The 2011 dig season has started and excavations are currently focused on two early-fort-period structures located within the triangular footprint of James Fort. The Jamestown Rediscovery archaeologists are certain that they have found the fort’s first substantial church, the excavations of which are one of the two current dig areas. Excavations are also continuing on a fort-period structure several yards to the north. An interesting circular feature inside the structure has been revealed after removing the chimney foundation of a later 17th-century structure built in the same location. Several very early artifacts have been found inside.
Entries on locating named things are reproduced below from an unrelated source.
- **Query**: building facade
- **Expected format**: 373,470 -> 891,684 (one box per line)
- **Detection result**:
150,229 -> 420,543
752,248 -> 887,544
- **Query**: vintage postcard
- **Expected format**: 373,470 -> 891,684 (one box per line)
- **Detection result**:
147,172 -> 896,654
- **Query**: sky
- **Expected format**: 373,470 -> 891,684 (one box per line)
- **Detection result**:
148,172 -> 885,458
New signs have been installed at the James Fort site interpreting the archaeological excavations and giving visitors with web-enabled portable devices the ability to dig deeper into the archaeological record.
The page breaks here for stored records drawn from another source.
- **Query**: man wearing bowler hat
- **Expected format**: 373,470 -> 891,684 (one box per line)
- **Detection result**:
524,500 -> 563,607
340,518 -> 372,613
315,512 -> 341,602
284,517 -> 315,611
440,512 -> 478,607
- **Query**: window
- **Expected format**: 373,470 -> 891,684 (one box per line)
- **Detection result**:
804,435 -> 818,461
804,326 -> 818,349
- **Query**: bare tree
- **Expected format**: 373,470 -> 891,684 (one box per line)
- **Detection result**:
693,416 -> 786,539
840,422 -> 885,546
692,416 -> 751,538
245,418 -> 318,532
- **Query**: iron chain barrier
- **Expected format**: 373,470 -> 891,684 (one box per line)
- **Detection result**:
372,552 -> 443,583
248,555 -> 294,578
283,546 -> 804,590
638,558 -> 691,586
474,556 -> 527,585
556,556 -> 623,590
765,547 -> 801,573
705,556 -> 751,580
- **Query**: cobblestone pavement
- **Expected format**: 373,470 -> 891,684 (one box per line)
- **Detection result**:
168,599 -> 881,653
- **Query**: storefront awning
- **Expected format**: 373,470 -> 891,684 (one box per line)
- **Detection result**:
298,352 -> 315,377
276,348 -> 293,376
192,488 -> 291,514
Excavations have picked up where they left off at the end of 2010 at the site of Jamestown’s 1608 church, the probable marriage location of John Rolfe and Pocahontas. Archaeologists are now digging where the rest of the church should be in the hopes of finding the remaining postholes. William Strachey, the colony’s secretary, wrote that the church was “in length three-score foot, in breadth twenty-four” or 60 feet long and 24 feet wide. The width of the building is indeed 24 feet and the length-wise postholes that have already been discovered are spaced apart at neat 12-foot intervals. If the length can be shown to be 60 feet by archaeological excavation, then we can be even more certain that this is the 1608 church. At the eastern end of the church, there are four burials. The eastern end of churches is traditionally the location of the church’s chancel, and the people interred here would have been held in high regard by the colonists.
This summer’s excavations should conclusively give the dimensions of the building and definitively identify it as the church, but there is some apprehension that the construction of Confederate Fort Pocahontas just yards away may have destroyed some of the remaining postholes. The western end of the church sits in an area that was “mined” for dirt by the enslaved workers who built Fort Pocahontas over 250 years later. If they dug too deeply, they may have wiped away portions of the church’s western footprint.
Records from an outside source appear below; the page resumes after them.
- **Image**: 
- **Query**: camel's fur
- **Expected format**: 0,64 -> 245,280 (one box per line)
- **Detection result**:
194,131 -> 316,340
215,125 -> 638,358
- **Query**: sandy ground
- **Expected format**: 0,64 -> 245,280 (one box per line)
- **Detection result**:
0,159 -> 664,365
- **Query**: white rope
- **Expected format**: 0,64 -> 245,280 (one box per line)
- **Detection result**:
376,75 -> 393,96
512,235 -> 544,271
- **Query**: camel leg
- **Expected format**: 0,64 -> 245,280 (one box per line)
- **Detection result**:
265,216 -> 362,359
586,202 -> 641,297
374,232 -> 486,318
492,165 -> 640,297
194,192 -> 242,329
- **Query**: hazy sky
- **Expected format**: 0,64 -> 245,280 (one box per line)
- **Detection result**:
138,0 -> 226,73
Several yards to the north at the other excavation site, work is almost complete on the excavation of the chimney foundation of a mid-17th-century building (for more information on this later building, read October 2008’s update) that was built on the same site as a fort-period structure constructed decades before. As they dismantle the chimney foundation and excavate the later layers, the archaeologists are carefully documenting everything that they remove for the archaeological record. The later building’s remains did a good job of protecting the earlier one’s from the ravages of centuries of farming in the layers above because the footprint of the fort-period building is largely intact. Both the main structural postholes and the stains marking the locations of the studs remain. Based on the arrangement of the posts, there may have been as many as three doors to the building and there is a small circular feature inside it. There is some conjecture among the archaeologists that the feature is the remains of a furnace, having the right size and shape to have been so. Twenty to 30 pieces of iron slag were found on the ground near the feature, giving credence to that idea. Excavations of the feature in the days ahead will hopefully lend more clues.
Among the artifacts found so far in the excavations of this structure are an Elizabethan coin dating to 1591, a three-handled tyg (a ceramic drinking vessel), a dagger blade, and a schist hone or sharpening stone. The schist hone was used to sharpen fine tools or to finish other tools to a fine edge. The hone is still awaiting geological analysis but Norwegian ragstone was a common type of schist to use for this purpose and this is one possibility for its composition.